Cuando, años después intentaba encontrar a mi pareja ideal y fundirme con ella, lo que anhelaba realmente era dejar de sentirme separada de la vida, disolverme en el océano del amor que ya intuía como la única realidad.
Cuando busqué con ahínco conseguir mis metas y alcanzar los objetivos que quería realizar a través de mis trabajos, mi anhelo verdadero era ser aceptada en la gran orquesta de la vida, de la que tantos conceptos disminuidos que alimentaba como persona, me separaban.
Cuando me esforzaba por lograr una perfección en mis conductas o cuando corría en esa loca carrera por la realización espiritual, lo que anhelaba en el fondo era sentirme digna de ser incluida por fin en el banquete de la totalidad.
Eso anhelamos, amigos, tome la forma que tome nuestra búsqueda. Es verdad que buscamos la unidad donde no se encuentra, pero el anhelo es siempre ese… ¿Cómo podría ser otro si somos ella? Hasta los más absurdos gestos, nuestras más aberrantes decisiones, nuestras más peligrosas adicciones y las turbulencias más caóticas que atraviesan nuestra emocionalidad o nuestra mente, no son más que la expresión de una torpe búsqueda de la integridad olvidada, esa que en realidad nunca nos ha abandonado. Lo daríamos todo por ella, tanto la amamos. Y nos aventuramos a recorrer los vericuetos más insidiosos, ahogándonos en los pozos más oscuros en los que parecemos hundirnos por momentos.
Amamos la unidad. Estamos cansados de sentirnos ajenos a la vida que somos, de dividirlo todo en fragmentos… ¡No sabemos manejarnos con ellos! ¡Es tan extraño y artificial sostener la creencia en la separación, sufrimos tanto por ello, que no paramos de idear maneras de salir de esa pesadilla autoimpuesta!
Recuerdo, cuando estudiaba filosofía, cuánto me impactaban los escritos de autores como Spinoza. Dios es todo y fuera de él no existe nada… Todo es divino… ¡Cómo me encantaba el panteísmo! Era como una lluvia fresca que me vitalizaba llenándome de paz.
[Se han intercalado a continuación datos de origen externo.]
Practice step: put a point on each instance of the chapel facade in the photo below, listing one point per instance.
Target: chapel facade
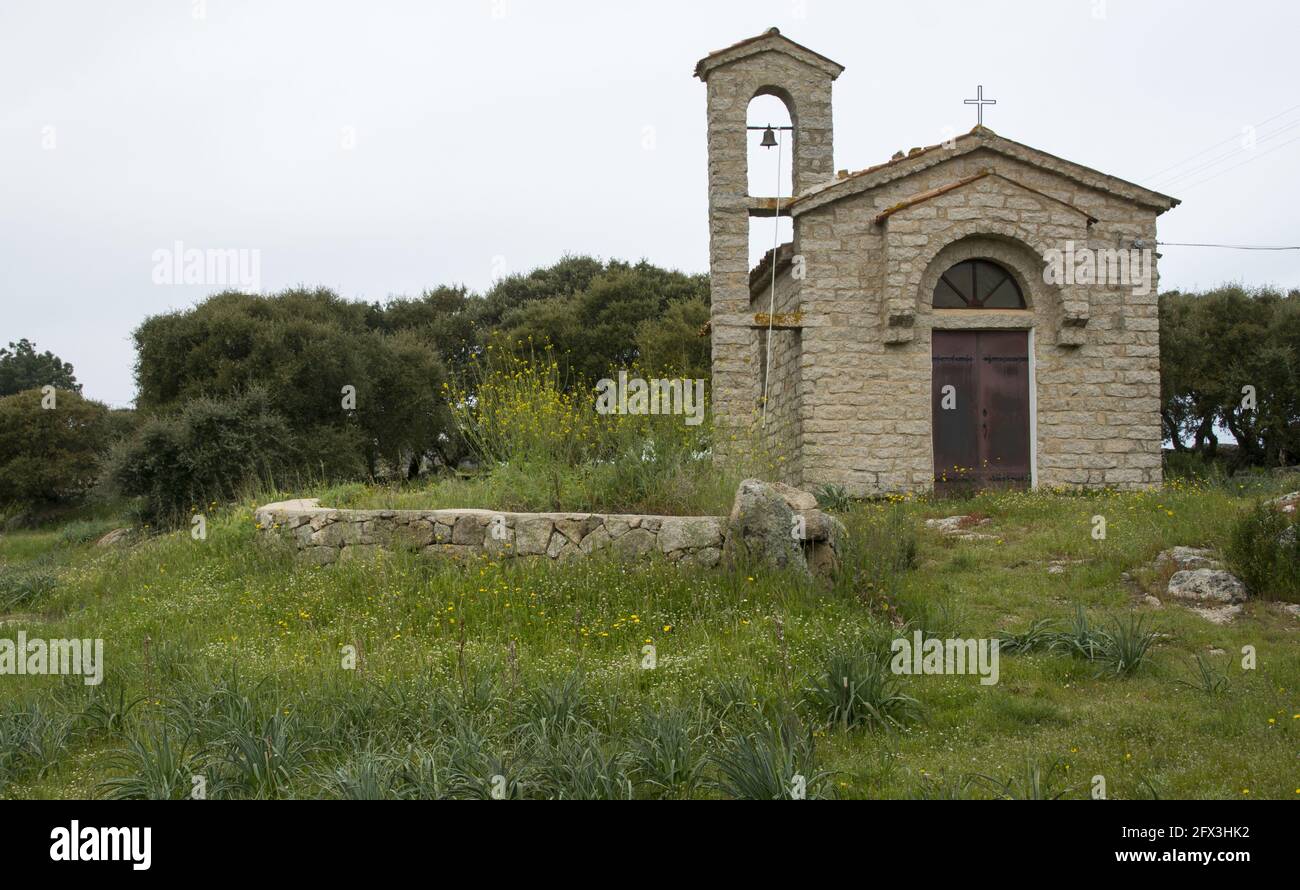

Luego me adentré en el Zen, me sentí cautivada por el Tao, y la cercanía fue haciéndose cada vez mayor… Una invitación constante a vivirlo, a no separarme de ESTO, a no buscar nada fuera de AHORA. Ya no eran filosofías, cada una de mis células lo deseaba y empecé a descubrir esa presencia en el aliento que me respiraba, en las sensaciones que me visitaban, en este humilde objeto que sostenía entre las manos, en esa mirada, en este bocado… Cuando amamos tan profundamente la existencia y descubrimos nuestra íntima unidad con ella, cuando nos adentramos en el silencio del corazón, ya no soportamos vivir otra cosa, tener que debatirnos o manejarnos con un supuesto mundo fragmentado ahí afuera.
No dos. No alguien aquí mirando y observando la vida, sino la vida misma viviéndose en este tocar, en este doler, en este pensar inspirado, en este temor, en el oír del tráfico y el deleite del aroma del pan recién tostado.
No dos, no distancia, ya no más espera. ¡Hemos esperado tanto! Es aquí, es justo esto, esta experiencia que estoy viviendo, tan humana y concreta y, al mismo tiempo, tan empapada de Dios. Tan aparentemente sólida y, sin embargo, tan profundamente espaciosa…
En un instante, desaparezco como la que la siente, la que la controla o como su pensadora… Incluso como su observadora. Solo esto, sólo ahora. No dos, sólo amor.